The patient is a 30-year-old female, who presented to the ED in extreme pain after walking in the woods and being attacked by an unknown animal. There were significant wounds to her left leg, forearm, shoulder, back, ear, and face with substantial skin, subcutaneous tissue, and muscle damage.

Near circumferential wound distal to left elbow from animal attack.

She received a tetanus booster, antibiotics, rabies vaccine, and imaging which revealed no fractures.

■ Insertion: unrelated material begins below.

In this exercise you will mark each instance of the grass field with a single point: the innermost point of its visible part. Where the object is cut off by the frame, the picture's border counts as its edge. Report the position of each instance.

After evaluation by the trauma team, given the nature, size, and contamination of her wounds, it was felt that emergent multi-disciplinary intervention with plastic surgery was indicated. 

Her leg wound, measuring 15 cm in height and 12 cm in width, had extensive skin, subcutaneous tissues, and muscle involvement, including gastrocnemius, fibularis longus, and soleus.

Obvious destruction of the patient’s lateral lower leg.

She miraculously had no obvious sign of vascular injury in any wound, and had full range of motion with intact sensation throughout. She continued on antibiotics, compressive wraps were placed, and her leg was splinted to prevent contracture.

She returned to the OR on postoperative day (POD) four, where her lower extremity was irrigated with betadine and a bilayer DRT was placed.

On POD 16, she returned to the OR where her DRT showed excellent take (98%), and no signs of infection, seroma, or hematoma. A meshed STSG was created and stapled into place. She was seen regularly in the outpatient setting for several months, where her STSG was noted to have 100% take, and her donor site showed appropriate healing

Near perfect take of the patient’s DRT.
STSG and donor site six weeks after surgery.